11.3 With the Helper LLM

The helper LLM is called via standard API (Anthropic for Haiku, or Ollama for local):

Task Model Expected Latency Tokens In Tokens Out
Summarize L0 -> L1 Haiku ~200ms ~2000 ~600
Compress L1 -> L2 Haiku ~100ms ~600 ~100
Micro-fault answer Haiku ~150ms ~3000 ~100
Goal classification Haiku ~100ms ~200 ~50
Object segmentation local (MiniLM) ~20ms embedding only N/A
Admission scoring local (qwen2.5) ~50ms ~500 ~10

Cost estimate per session (200 turns):

  • ~50 summarizations: 50 * ~3000 tokens = 150K Haiku tokens ($0.004)
  • ~20 micro-faults: 20 * ~3000 tokens = 60K Haiku tokens ($0.002)
  • ~10 goal classifications: 2K Haiku tokens ($0.00005)
  • Total helper cost: ~$0.006 per session
  • Savings on main model: 50-93% context reduction on Opus/Sonnet calls

12. Failure Modes and Mitigations

Failure Mode Consequence Mitigation
Helper LLM produces bad summary Model loses critical info, silent quality degradation Validate via declared losses. Spot-check: can helper answer can_answer queries from summary?
Object segmentation too coarse Related content split across objects, fidelity changes break coherence Conservative defaults (prefer larger objects). Relationship tracking keeps related objects together.
Object segmentation too fine Too many small objects, overhead dominates Minimum object size (500 tokens). Merge adjacent objects of same type.
Thrashing Objects repeatedly degraded and restored, wasting helper LLM calls Fault-driven pinning (Pichay L2). After 1 fault, pin at current fidelity for N turns.
Goal misclassification Wrong objects loaded for current task Conservative: always keep last 2 turns at L0. Don't evict below L2 on goal change (can upgrade quickly).
Backing store latency spike Micro-fault takes >500ms, model generation stalls Timeout + fallback: if backing store slow, inject L2 summary instead of querying.
Declared losses are incomplete Model doesn't know it's missing info, doesn't fault Entropy-gated faulting (Phase 4e) as safety net. Also: periodic loss audit by helper LLM.
Helper LLM unavailable No summaries, no micro-faults Graceful degradation: fall back to Pichay-style binary eviction with tombstones.
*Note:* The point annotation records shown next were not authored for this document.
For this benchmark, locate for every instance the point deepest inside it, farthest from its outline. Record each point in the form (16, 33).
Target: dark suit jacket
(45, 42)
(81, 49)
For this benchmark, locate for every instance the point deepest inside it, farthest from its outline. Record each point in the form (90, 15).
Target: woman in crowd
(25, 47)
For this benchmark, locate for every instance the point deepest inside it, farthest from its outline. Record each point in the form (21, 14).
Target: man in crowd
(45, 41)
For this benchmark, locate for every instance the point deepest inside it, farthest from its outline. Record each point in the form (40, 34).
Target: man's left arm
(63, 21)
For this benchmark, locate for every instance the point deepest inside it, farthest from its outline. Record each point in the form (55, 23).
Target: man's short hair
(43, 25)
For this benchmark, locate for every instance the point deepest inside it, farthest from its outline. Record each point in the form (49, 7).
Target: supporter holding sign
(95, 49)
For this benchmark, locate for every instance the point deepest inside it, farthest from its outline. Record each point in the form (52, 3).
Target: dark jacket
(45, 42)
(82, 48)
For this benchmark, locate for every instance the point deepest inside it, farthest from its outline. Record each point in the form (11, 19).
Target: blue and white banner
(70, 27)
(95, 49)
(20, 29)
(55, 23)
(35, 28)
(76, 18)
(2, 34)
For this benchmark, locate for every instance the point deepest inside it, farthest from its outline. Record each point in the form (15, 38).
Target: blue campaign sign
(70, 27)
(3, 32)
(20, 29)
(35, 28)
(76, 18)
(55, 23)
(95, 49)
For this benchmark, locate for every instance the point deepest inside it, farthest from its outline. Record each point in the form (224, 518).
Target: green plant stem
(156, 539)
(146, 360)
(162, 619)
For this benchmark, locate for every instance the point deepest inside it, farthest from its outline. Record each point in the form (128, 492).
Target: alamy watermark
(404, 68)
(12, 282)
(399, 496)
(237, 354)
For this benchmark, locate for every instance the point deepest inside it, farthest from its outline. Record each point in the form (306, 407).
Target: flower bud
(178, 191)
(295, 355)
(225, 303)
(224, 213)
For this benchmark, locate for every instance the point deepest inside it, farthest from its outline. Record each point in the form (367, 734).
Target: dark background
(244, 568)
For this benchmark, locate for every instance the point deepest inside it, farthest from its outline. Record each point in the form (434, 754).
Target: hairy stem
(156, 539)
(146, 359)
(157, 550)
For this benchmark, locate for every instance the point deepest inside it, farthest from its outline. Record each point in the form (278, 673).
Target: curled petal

13. Metrics and Evaluation

13.1 Primary Metrics

Metric Target How to Measure
Context reduction >80% vs baseline (baseline tokens - actual tokens) / baseline tokens
Fault rate <0.1% faults / total evictions
Micro-fault success rate >90% micro-faults that avoided full page-in / total micro-faults
Task quality No degradation LLM-judged equivalence: full-context vs managed-context outputs
Helper LLM overhead <5% of main model cost helper cost / main model cost
Latency overhead <300ms per turn average (managed turn time - baseline turn time)

13.2 Evaluation Method

  1. Offline replay: Replay recorded opencode sessions through the proxy. Compare managed output vs original output via LLM judge.
  2. A/B testing: Run identical tasks with and without proxy. Measure token usage, task completion, and code quality.
  3. Fault analysis: Log every fidelity transition, fault, and micro-fault. Identify patterns in what causes faults (guides admission control tuning).

14. Technology Stack

Component Technology Rationale
Proxy Python (asyncio + httpx) Fork from Pichay (Python). Streaming support critical.
Object Store PostgreSQL 16 + pgvector Proven at scale by Letta. Hybrid vector + relational.
Embeddings all-MiniLM-L6-v2 (ONNX, local) Fast (~20ms), no API dependency, good enough for similarity.
Helper LLM Anthropic Haiku (primary) / Ollama qwen2.5 (fallback) Haiku: fast + cheap. Ollama: offline capable.
Streaming parser Custom SSE parser Must parse tool calls from streaming response before client sees them.
Config TOML Simple, human-readable.
Testing pytest + recorded session replay Replay real sessions for regression testing.